One thing I can say from my experience with the products that I have worked on is this – documentation of a product is nearly as important as the code itself, and there should be a comparable amount of effort to keep it usable. Of course, it won’t earn you money-wise, but also won’t create new competition if it leaks either. But does that make the documentation any less important?
What it can do though, is it can save you money and time. It saves time when a new member joins, it saves time when a change is needed: to functionality or to technology, it saves time when requirements are conveyed to a vendor or details to a potential client. It takes the burden off your head, because you no longer have to remember things, except for remembering to document what you know. It is important to secure it, for if it leaks, your competitors can learn from your design, and that can potentially create new competitors. More importantly, it can create immediate threats, because knowing your architecture makes it easy to attack products. (Open Source case is different.)

Despite all these reasons, there is a reluctance to maintain the product documentation in document form! Products rely on team members to remember the technical details and functional flows, they rely on members to convey this knowledge to every new member, they rely on existing members to recollect it when the time comes, and members with all this knowledge to be with them – forever! It can’t work, it has been seen to not work, and yet, we insist!

If it is not yet clear, I haven’t been a great fan of this strategy. Here is why:
  1. No one can remember it all even if someone does, no one can always recollect it at the right time.
  2. When it comes to conveying the knowledge, people tend to convey only what is required for the current task at hand, not the full picture. I am not saying that it is wrong, because at that time that is the only knowledge required. But this process requires a long time for the new member to get the full picture, and hence, to be more productive. You can conduct sessions, but again we are expecting people to remember and recollect what was told to them only once (or twice)!
  3. Then there is the problem of members being reluctant to convey, having vested interests in not transferring the knowledge.

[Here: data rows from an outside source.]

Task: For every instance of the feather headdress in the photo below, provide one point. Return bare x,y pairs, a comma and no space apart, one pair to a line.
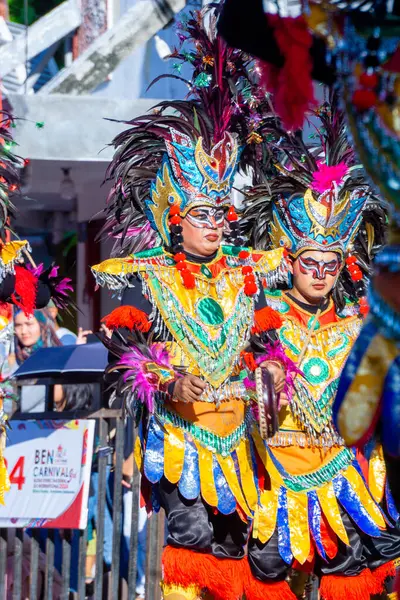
318,199
185,152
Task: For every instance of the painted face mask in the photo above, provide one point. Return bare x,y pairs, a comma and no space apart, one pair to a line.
206,217
319,268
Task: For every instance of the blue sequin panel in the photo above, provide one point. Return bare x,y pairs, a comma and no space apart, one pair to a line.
314,520
226,500
283,528
391,507
391,410
352,505
154,455
189,483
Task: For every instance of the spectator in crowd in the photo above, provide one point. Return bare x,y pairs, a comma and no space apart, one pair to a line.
30,334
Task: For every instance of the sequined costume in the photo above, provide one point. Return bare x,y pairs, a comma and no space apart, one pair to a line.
182,313
317,511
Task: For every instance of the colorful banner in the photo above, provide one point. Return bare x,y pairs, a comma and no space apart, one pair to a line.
49,464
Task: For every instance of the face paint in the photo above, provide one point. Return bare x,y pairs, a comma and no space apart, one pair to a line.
206,217
319,268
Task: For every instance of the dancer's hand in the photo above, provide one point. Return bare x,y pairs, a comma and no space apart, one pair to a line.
188,389
278,375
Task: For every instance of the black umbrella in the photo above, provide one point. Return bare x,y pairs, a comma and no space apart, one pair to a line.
85,362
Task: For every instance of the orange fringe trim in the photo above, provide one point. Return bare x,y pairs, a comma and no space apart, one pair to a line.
221,577
380,575
255,589
340,587
265,319
249,361
129,317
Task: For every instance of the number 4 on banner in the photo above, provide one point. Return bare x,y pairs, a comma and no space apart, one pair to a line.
17,474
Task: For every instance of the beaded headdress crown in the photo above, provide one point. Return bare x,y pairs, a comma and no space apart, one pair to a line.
190,177
317,198
325,217
185,153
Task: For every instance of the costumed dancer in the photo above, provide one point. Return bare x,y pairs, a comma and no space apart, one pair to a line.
22,283
192,307
317,511
368,396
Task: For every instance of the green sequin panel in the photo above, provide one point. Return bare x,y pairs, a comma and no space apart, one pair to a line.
208,439
206,271
316,370
209,311
302,483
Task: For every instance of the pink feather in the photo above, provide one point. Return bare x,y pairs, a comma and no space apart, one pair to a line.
144,383
327,175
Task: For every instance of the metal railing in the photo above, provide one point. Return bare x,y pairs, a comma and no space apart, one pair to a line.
108,582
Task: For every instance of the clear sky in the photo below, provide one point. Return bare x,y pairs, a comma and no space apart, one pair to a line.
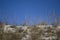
33,10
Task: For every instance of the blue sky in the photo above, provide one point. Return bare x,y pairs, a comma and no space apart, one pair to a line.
33,10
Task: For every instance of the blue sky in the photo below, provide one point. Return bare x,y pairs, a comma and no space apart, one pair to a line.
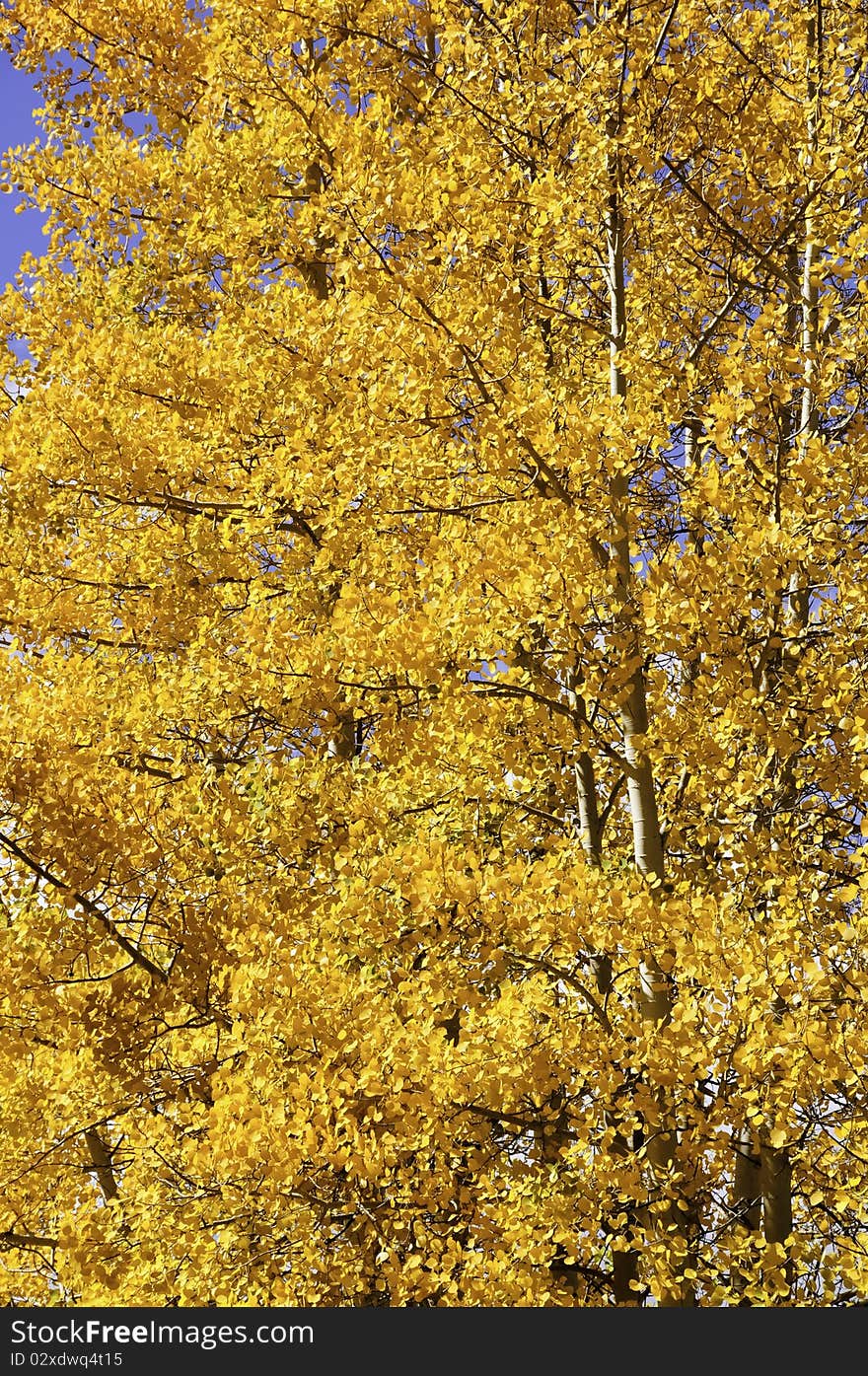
18,233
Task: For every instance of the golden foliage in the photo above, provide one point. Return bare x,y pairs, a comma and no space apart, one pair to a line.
432,746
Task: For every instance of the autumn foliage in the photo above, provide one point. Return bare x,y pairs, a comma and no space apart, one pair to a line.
434,718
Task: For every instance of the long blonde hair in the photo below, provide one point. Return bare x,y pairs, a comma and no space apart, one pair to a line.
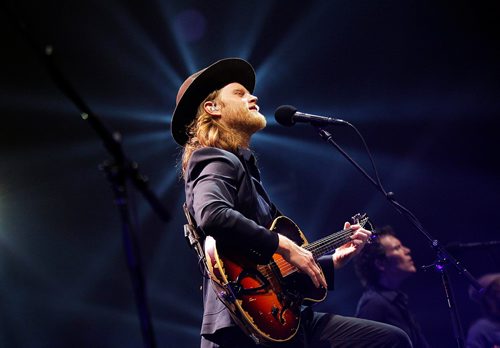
207,131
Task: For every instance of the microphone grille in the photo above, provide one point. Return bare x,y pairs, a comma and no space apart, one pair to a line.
284,115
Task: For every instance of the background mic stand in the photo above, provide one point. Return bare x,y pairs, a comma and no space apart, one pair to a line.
443,258
118,171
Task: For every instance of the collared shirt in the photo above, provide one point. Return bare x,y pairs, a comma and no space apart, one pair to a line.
390,307
225,195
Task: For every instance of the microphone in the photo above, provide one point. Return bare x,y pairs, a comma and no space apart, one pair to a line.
287,116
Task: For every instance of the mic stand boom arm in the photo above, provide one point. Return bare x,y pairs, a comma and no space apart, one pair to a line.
118,171
443,258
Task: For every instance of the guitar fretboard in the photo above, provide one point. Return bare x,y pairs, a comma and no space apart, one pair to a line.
331,242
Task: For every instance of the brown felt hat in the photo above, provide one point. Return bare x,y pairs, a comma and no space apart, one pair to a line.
199,85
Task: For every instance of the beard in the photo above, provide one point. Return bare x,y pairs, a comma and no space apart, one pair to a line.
243,120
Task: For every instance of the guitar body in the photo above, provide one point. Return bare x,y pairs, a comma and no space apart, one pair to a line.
264,300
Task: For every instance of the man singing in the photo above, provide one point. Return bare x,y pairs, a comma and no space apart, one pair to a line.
214,120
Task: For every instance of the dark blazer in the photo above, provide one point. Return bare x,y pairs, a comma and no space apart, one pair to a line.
225,195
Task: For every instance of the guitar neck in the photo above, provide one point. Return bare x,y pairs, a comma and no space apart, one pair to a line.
329,243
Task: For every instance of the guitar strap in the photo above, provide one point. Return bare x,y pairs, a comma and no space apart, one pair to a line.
194,237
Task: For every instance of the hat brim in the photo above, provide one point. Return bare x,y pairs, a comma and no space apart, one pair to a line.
214,77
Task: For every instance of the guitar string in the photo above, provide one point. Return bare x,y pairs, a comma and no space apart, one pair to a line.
319,247
322,245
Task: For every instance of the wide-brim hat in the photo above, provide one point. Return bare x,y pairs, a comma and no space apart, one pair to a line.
199,85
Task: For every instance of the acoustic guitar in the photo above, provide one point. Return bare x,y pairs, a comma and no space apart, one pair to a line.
265,300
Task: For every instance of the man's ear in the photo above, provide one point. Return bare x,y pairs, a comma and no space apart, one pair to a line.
211,108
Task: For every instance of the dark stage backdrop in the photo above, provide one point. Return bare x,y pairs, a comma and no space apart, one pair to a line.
420,80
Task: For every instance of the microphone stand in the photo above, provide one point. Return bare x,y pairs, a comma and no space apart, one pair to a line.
443,258
118,170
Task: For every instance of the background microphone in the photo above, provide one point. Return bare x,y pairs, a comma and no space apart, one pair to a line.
287,115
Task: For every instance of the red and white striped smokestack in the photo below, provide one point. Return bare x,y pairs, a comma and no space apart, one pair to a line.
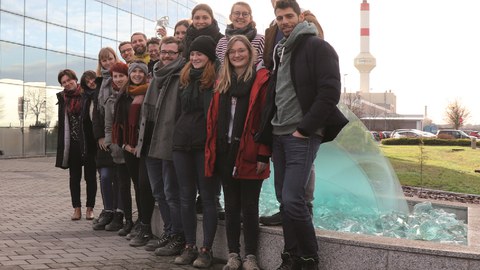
365,62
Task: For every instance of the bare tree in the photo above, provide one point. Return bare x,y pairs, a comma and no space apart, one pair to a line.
456,114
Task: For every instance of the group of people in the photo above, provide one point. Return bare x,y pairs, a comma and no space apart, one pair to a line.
200,111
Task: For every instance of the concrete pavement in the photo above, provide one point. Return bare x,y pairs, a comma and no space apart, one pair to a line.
36,231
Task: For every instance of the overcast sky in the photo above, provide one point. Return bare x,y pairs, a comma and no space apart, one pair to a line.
427,51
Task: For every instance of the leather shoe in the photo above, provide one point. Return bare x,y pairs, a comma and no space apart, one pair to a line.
77,213
89,214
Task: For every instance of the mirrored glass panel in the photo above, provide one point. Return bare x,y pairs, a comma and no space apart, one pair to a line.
11,27
56,38
35,60
36,9
75,42
35,33
11,61
57,12
76,14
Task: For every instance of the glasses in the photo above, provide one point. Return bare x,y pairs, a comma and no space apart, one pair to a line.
242,14
170,53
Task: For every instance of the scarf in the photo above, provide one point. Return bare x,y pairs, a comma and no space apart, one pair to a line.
73,101
249,31
127,115
241,91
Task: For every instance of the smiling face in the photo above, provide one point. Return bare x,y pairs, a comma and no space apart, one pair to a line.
198,59
240,16
201,19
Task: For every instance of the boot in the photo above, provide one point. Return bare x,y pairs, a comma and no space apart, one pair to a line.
116,224
103,220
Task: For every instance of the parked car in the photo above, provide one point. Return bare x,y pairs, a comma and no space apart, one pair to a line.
452,134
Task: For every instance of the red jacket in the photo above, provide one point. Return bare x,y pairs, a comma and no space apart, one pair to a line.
246,161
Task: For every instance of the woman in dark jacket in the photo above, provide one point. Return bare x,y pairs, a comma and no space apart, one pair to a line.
76,144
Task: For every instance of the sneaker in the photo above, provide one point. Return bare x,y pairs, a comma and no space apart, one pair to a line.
250,263
273,220
204,258
142,238
234,262
116,224
158,242
127,228
174,247
103,220
189,254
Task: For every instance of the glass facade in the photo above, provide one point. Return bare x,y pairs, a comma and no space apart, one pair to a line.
38,38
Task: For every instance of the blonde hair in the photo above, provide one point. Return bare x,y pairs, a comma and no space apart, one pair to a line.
104,53
227,68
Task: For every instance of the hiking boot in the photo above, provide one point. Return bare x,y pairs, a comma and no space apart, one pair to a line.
250,263
142,238
127,227
189,254
204,258
174,247
234,262
273,220
116,224
158,242
103,220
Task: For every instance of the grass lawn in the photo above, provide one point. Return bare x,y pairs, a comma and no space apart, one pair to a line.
443,168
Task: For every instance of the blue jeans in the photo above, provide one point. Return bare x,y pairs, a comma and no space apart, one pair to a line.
190,168
292,160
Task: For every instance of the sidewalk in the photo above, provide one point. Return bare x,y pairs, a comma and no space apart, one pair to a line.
36,231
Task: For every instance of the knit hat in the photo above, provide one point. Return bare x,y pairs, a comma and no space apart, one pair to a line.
119,67
205,45
137,64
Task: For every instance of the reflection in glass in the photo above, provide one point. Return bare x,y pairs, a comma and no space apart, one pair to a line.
11,27
55,63
75,42
93,17
56,37
76,14
92,45
35,65
11,61
36,9
57,12
109,27
35,33
125,29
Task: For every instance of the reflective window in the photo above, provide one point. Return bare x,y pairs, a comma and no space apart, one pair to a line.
57,12
13,6
77,64
125,5
11,61
93,44
124,29
75,42
76,14
55,63
11,27
56,38
36,9
109,27
93,17
35,33
35,60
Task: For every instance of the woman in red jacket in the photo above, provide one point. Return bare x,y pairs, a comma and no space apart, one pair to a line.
230,151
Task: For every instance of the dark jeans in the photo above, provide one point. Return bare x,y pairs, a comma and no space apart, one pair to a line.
106,187
165,190
241,199
190,168
292,160
75,165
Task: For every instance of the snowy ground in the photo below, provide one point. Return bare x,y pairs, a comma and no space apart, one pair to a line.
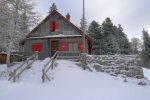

The argument can be made that building a cooperative team can solve this, but we know how hard it is build a all-the-time cooperating, motivated team, we will accept it.
  4. Unavailability of ‘the person who knows the answer’ is hard to argue with. People can be unavailable for multiple reasons: they could be away from the office, involved in a different task, travelling for business purposes, unwell, on leave, not being reachable at the moment of the crisis and what not.
  5. And again, people switch jobs – we can’t expect every experienced employee to work with us forever. And even if they did, refer point 4.

And even after all this, people can get hit by a car, or a flowerpot in the head and get amnesia! My point is, can we leave the stability of our product to such things? There are better ways to handle this knowledge. Better, proven ways.

I think at this point it should be clear that we are talking about knowledge of the product. This does not only include the requirement documents, High and low level technical design documents or user-stories, acceptance criteria, issues raised in the agile tracking systems but also the insights, the gists, the summaries, the diagrams, the communications, MOMs, presentations, sessions in searchable, easily retrievable and referable form. (Too late in a post to define the core subject, but better late than never!)

I would not want to get into the details on how to store documentation outside of human brains right away, but understanding that we need to is the first step in that direction.